警察庁の職員。地方公務員として採用された警察官でも、警察庁へ出向となった時点で国家公務員の身分になるはずだ。
「公安課ですか?」
「企画課です」
警備局公安課ではなく、警備企画課ということのようだ。
「チヨダ?」
かつては警察庁の公安課に『チヨダ』と呼ばれる秘密組織が存在したという。なかば都市伝説のような話だが、現在は警備企画課に移管されたという噂があるのだ。
「いまは、その名前ではありません」
「ゼロに改名されたんでしたかね?」
「それも、むかしの話です。もっとちがう名前になってます。ですが……私はそこの所属ではありません。もっと小さい部署です……いえ、部署とも呼べないようなところですよ」
自嘲気味に、鈴木は語った。
「私は、ある文書を管理するだけの仕事です。たぶん、定年までそれだけしかやらない」
「文書?」
どうやら、その文書の中身に重要な意味があるようだ。
「ある人物にまつわるものです」
ある文書、ある人物……立場上、明確にできないのだろう。それとも、そういう癖がついているだけか。公安畑の人間に多い職業病だ。
「その人物にまつわる文書が、多摩蔵元毒殺事件と関係があるということですか?」
「そうです……ですが、もっと言えば、二つともです」
「二つ?」
港区会社経営者変死事件……。
「今回の二つが、その文書に関係しているというんですか?」
鈴木はうなずいた。
「あなたは、どうして事件の捜査をやめさせたいんですか?」
「やめさせたいわけではない……いえ、毒殺事件のほうはそうです。すでに時効になっているんですから」
「港区のほうは?」
「時効になっていないのなら、捜査を妨害するようなことはしません」
どこまでが本心なのか……。
「その文書には、どんなことが書かれているのですか?」
一番知りたいのは、犯人の名前が書かれているのかだ。
「それは口外できない……ですが、犯人はわからない」
すくなくても、犯人の名前は書いていないようだ。だが文書管理とはいえ、公安の人間をどこまで信じていいものか……。

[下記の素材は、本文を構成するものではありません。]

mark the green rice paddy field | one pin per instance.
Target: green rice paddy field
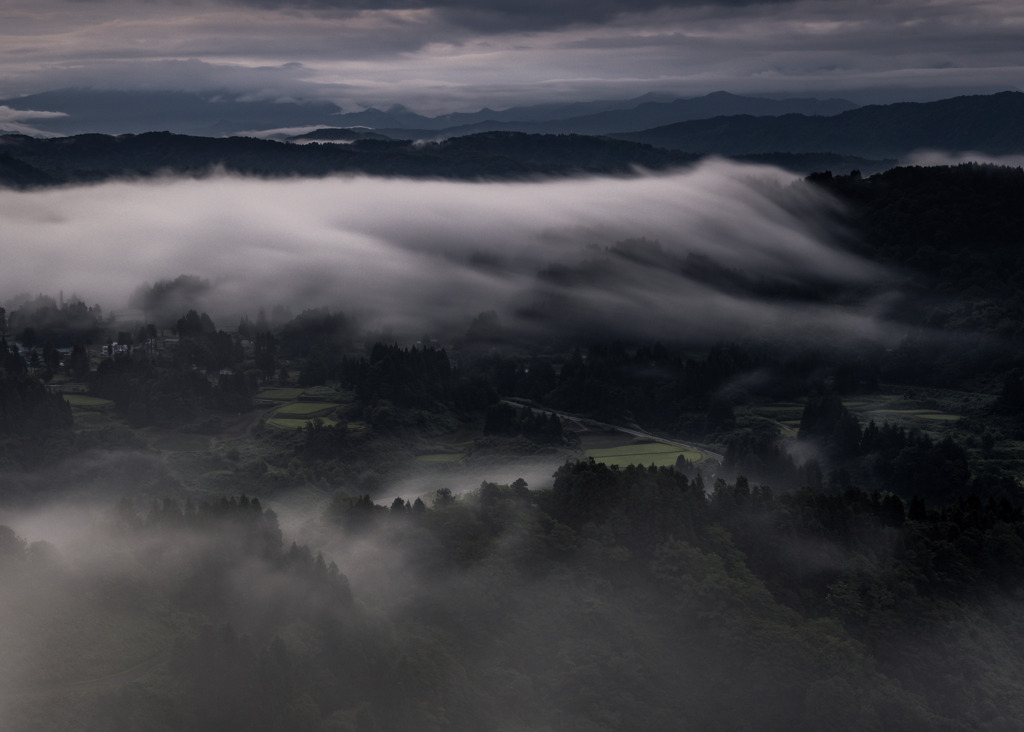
(643, 454)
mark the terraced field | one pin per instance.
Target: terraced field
(642, 454)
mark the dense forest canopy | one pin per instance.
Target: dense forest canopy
(285, 518)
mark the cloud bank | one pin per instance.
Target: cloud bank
(583, 256)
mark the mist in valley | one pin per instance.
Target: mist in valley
(495, 595)
(689, 256)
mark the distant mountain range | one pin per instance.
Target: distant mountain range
(869, 139)
(29, 162)
(991, 124)
(222, 115)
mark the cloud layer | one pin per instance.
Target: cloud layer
(445, 54)
(427, 256)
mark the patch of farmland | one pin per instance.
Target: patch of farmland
(643, 454)
(305, 410)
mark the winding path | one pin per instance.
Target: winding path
(619, 428)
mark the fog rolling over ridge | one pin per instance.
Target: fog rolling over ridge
(689, 255)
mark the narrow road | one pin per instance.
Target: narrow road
(619, 428)
(105, 682)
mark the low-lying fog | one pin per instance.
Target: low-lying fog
(418, 256)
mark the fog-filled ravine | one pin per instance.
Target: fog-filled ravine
(706, 449)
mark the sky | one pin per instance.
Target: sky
(448, 55)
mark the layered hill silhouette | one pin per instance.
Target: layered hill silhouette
(991, 124)
(868, 139)
(84, 111)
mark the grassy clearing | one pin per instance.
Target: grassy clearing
(304, 410)
(644, 454)
(287, 423)
(85, 401)
(280, 394)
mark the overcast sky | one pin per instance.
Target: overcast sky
(441, 55)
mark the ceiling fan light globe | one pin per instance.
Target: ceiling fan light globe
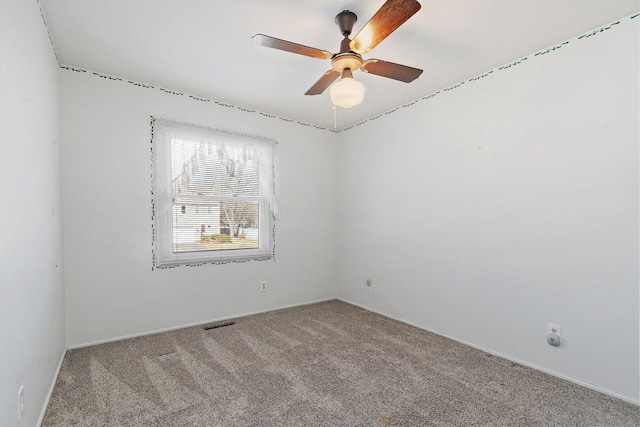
(347, 93)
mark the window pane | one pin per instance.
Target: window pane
(215, 226)
(214, 170)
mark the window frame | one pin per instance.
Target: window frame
(164, 197)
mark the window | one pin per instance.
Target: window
(214, 194)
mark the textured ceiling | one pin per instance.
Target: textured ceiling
(203, 47)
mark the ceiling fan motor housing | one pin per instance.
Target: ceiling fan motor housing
(345, 21)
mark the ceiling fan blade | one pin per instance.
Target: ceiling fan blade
(387, 19)
(268, 41)
(324, 82)
(391, 70)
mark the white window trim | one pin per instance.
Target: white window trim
(163, 197)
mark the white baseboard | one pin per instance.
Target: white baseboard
(189, 325)
(507, 357)
(53, 384)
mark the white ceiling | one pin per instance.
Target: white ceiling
(203, 47)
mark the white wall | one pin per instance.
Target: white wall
(31, 290)
(489, 210)
(111, 290)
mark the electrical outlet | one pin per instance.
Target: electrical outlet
(20, 402)
(554, 329)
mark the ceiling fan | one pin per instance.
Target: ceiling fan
(349, 92)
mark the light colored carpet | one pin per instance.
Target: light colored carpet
(326, 364)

こういうコンタクトをとってきたのだから、なにか不都合なことは記されているはずだ。問題は、なにについて不都合なのか……。
公安が守るものは、この国の秩序だ。
国家を揺るがす、なにかがある……。
「どうやら、公安部がうちに妨害をかけているようです。それについては?」
「私は、関係していない。たぶん、文書のことを知っている人間が動いているのでしょう」
「どれぐらいの人が、その文書について知っているのですか?」
「私にはわかりません。ただ、上の人間は常識のように知っているはずです」
鈴木はあくまでも文書の管理だけで、実働部隊とは関係がないようだ。
「……ですが、こんなことを伝えても、私の真意は伝わらないでしょう……」
声のトーンを落として、鈴木は言った。
「とにかく、あなたたちにとっては、真相を追求しないほうがいい……それだけは言えます」
「……」
「とくに、代表にはそのことを伝えてください!」
「久我さんに?」
列車がホームについた。新宿にもどる電車だ。
「最後に、ヒントをあげます。その文書の名は『K』という」
鈴木は、やって来た電車に乗り込んだ。
長山は去っていく姿を見送った。
『K文書』──それがなにを意味するものなのか……。
ホームにたたずむ長山のなかには、迷宮が眼の前にあらわれたような感覚だけが残っていた。